Par contre, on peut s'interroger sur l'usage de la marque "EDF" qui est apparentée à l'image de service public. Avec EDF EN, on est face à une entreprise privée, ça ne me dérange pas, mais il convient de bien distinguer les deux.
AE : Que pensez-vous du regard porté par EDF sur le photovoltaïque ?
Je suis plus gêné quand EDF nous dit que répartir 500 MW par an c'est trop et qu'il n'en faudrait que 300. Ça correspond à une position claire d'EDF qui ne veut pas de photovoltaïque en France et qui reste dans sa vieille culture de production électrique centralisée.
Ca me gêne d'autant plus qu'EDF reste la principale source d'influence de la politique énergétique française, ce qui fait d'ailleurs demander à nos dirigeants, qu'au niveau européen, le nucléaire soit considéré sur le même plan que les énergies renouvelables. La situation est pourtant claire : la politique énergétique européenne est renouvelable et il y a une directive européenne, ratifiée il y a 2 ans par le Président de la République, Nicolas Sarkozy. Le nucléaire reste lié aux décisions des Etats membres et ne doit pas être financé par les fonds dédiés aux énergies renouvelables.
AE : Considérez-vous que cette politique vous pénalise ?

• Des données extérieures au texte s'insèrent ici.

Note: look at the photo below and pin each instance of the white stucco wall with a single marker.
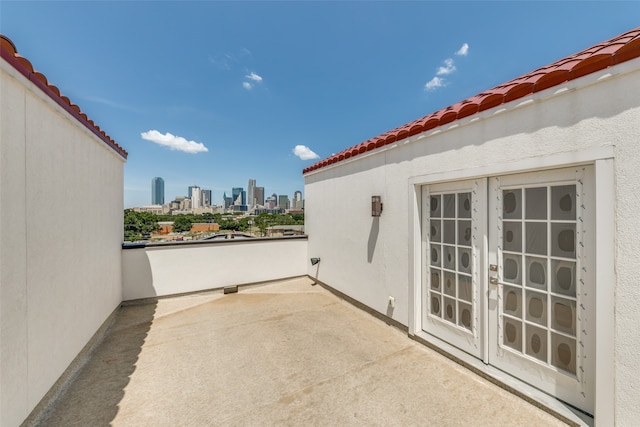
(370, 259)
(61, 202)
(159, 270)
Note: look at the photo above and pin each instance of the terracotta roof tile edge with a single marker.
(10, 54)
(616, 50)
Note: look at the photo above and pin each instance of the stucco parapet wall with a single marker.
(187, 243)
(10, 54)
(612, 52)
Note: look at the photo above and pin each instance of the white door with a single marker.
(541, 248)
(455, 224)
(530, 241)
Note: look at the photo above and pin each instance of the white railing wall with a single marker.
(154, 270)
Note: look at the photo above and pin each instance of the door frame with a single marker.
(602, 158)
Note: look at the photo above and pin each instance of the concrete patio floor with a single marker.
(286, 353)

RL : En France, on a un mur nucléaire à franchir. Je pense qu'on devrait étendre au nucléaire la transparence en matière de coût qu'on exige des énergies renouvelables. Cela, y compris concernant le démantèlement et la gestion des déchets. On voit bien le débat entre EDF, l'ASN et l'Andra : on ne parle que de la gestion des déchets enterrés et on évoque plusieurs dizaines de milliards d'euros. EDF voudrait du stockage "low cost" les autorités indépendantes disent qu'on ne badine pas avec la sécurité. Et l'on n'a pas encore abordé les provisions pour démantèlement, l'essentiel de la facture est donc devant nous et n'a pas été intégré dans le coût du kWh jusqu'à présent. La hausse sera d'autant plus difficile à supporter socialement, que nous utilisons massivement le chauffage électrique.
AE : Qu'attendez-vous de la concertation à l'approche du 11 février ?
RL : J'espère que Jean-Michel Charpin et Claude Trink iront au-delà de la feuille de mission qui visait à répartir les 5.400 MW d'ici 2020. Avec 500 MW par an, on pousse l'industrie à la faillite et on laisse passer le train de la technologie photovoltaïque. Ça a été entendu et compris, on espère donc un scénario alternatif. Ca se jouera avec un arbitrage interministériel et probablement un peu plus à Bercy, voire à l'Elysée.
Il faudrait un tarif d'achat régionalisé pour optimiser l'investissement des Français et éviter que le photovoltaïque ne se développe qu'au sud de la France. De même il faudrait prendre en compte la taille des projets, pour optimiser les tarifs et prendre en compte les effets d'échelle. De notre côté, il faut aussi que les professionnels du secteur assument leurs responsabilités en matière d'optimisation de leur offre, avec des engagements sur la productibilité qui doit durer 20 ans.